Op 12 augustus 2025 heeft de kinderrechter van de Rechtbank Rotterdam een beschikking gegeven over de verlenging van een machtiging tot uithuisplaatsing van een minderjarige, geboren in 2012, die zich in een crimineel circuit bevindt en gedrag vertoont dat niet past bij zijn leeftijd. De moeder van de minderjarige, die belast is met het ouderlijk gezag, heeft moeite om grip te krijgen op de situatie en heeft weinig vertrouwen in de hulpverlening. De kinderrechter heeft vastgesteld dat de minderjarige momenteel verblijft in een groep in Hoenderloo en dat er zorgen zijn over zijn gedrag, waaronder agressie en weglopen. De Raad voor de Kinderbescherming heeft verzocht om de minderjarige voorlopig onder toezicht te stellen en een machtiging tot uithuisplaatsing te verlenen voor de duur van de ondertoezichtstelling.

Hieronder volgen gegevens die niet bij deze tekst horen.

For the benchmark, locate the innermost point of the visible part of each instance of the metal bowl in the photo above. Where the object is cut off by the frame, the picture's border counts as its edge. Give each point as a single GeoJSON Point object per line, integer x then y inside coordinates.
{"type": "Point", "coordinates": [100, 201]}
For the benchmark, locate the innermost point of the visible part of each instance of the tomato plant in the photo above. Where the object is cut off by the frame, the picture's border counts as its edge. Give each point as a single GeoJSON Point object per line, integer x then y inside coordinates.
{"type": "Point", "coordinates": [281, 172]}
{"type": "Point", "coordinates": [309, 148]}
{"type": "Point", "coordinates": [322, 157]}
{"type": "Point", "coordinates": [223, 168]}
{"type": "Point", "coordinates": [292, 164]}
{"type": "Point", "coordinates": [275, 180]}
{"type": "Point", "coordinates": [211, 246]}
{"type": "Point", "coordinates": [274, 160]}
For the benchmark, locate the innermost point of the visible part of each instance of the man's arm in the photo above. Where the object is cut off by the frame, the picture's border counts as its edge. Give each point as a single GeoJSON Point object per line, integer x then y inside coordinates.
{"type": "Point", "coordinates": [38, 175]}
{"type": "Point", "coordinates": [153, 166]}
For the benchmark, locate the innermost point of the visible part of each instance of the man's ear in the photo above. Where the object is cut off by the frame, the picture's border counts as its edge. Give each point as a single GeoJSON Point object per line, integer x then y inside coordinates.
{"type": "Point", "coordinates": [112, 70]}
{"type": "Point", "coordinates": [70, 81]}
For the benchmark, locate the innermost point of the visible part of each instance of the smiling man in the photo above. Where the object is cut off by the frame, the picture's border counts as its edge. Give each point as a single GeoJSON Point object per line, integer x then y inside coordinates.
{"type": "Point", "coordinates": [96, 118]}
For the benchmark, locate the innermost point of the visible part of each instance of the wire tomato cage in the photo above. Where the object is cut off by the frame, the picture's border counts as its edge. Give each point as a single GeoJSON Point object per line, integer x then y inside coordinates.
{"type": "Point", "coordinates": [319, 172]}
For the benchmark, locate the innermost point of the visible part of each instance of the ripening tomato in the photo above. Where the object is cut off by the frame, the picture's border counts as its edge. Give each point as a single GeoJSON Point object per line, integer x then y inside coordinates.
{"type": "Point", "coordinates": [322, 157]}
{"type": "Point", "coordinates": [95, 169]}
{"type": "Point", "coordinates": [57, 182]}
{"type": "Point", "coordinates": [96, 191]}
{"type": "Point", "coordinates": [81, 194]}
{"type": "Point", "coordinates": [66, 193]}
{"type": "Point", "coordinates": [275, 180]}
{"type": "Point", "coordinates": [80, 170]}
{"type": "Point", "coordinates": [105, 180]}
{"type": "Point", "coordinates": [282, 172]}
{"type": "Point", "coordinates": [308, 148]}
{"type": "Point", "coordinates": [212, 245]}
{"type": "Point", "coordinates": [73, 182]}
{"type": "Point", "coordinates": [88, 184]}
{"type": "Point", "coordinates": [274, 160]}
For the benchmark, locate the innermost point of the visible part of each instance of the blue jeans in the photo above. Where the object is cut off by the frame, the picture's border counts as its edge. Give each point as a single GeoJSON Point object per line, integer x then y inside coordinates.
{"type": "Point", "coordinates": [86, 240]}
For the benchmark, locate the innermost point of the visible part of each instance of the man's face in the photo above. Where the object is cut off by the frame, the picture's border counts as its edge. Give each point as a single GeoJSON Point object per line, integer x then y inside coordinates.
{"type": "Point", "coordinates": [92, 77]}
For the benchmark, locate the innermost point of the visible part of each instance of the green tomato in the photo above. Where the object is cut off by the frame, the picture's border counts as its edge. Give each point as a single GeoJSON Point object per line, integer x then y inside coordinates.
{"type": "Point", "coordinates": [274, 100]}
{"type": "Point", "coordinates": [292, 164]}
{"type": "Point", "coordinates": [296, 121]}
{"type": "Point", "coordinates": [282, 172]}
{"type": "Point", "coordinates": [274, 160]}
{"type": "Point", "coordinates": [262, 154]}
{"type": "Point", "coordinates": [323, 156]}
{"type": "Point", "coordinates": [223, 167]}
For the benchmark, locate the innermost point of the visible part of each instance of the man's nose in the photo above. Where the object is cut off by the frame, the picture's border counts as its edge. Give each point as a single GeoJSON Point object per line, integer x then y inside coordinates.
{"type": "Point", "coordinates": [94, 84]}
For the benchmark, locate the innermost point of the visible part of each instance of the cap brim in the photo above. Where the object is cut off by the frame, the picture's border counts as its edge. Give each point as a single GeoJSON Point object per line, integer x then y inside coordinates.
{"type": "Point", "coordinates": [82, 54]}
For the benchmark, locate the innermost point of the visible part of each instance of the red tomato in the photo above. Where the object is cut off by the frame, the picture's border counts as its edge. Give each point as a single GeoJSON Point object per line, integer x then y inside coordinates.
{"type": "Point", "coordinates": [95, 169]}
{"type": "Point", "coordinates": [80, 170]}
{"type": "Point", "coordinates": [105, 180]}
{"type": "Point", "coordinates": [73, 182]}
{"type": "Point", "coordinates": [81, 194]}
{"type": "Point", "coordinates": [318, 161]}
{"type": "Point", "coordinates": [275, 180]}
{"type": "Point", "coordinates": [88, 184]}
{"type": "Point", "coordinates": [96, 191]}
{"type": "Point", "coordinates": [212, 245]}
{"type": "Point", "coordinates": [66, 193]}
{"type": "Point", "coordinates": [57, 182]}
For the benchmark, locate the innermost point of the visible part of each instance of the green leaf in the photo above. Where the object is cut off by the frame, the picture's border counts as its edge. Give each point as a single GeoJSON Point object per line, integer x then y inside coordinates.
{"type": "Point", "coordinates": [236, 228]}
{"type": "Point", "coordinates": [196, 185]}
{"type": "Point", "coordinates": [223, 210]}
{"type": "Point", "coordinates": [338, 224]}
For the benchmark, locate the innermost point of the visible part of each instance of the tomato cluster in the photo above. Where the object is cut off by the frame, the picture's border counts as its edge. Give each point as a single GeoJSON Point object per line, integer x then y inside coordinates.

Tijdens de zitting op 12 augustus 2025 was de moeder niet aanwezig, maar haar advocaat was wel aanwezig. De kinderrechter heeft de minderjarige gehoord en vastgesteld dat hij op dit moment tot rust komt in de groep, maar dat hij ook vindt dat hij snel weer naar huis kan. De kinderrechter is van oordeel dat het niet het juiste moment is voor de minderjarige om terug te keren naar zijn moeder, gezien de belaste voorgeschiedenis van het gezin en de huidige onmacht van de moeder. De kinderrechter heeft besloten de machtiging tot uithuisplaatsing te verlengen tot 31 oktober 2025, zodat er tijd is om te onderzoeken wat nodig is voor een veilige terugkeer naar huis.
De beschikking is uitvoerbaar bij voorraad verklaard, wat betekent dat de beslissing direct geldt, ook als er hoger beroep wordt ingesteld. Tegen deze beschikking is hoger beroep mogelijk bij het gerechtshof Den Haag, binnen drie maanden na de uitspraak.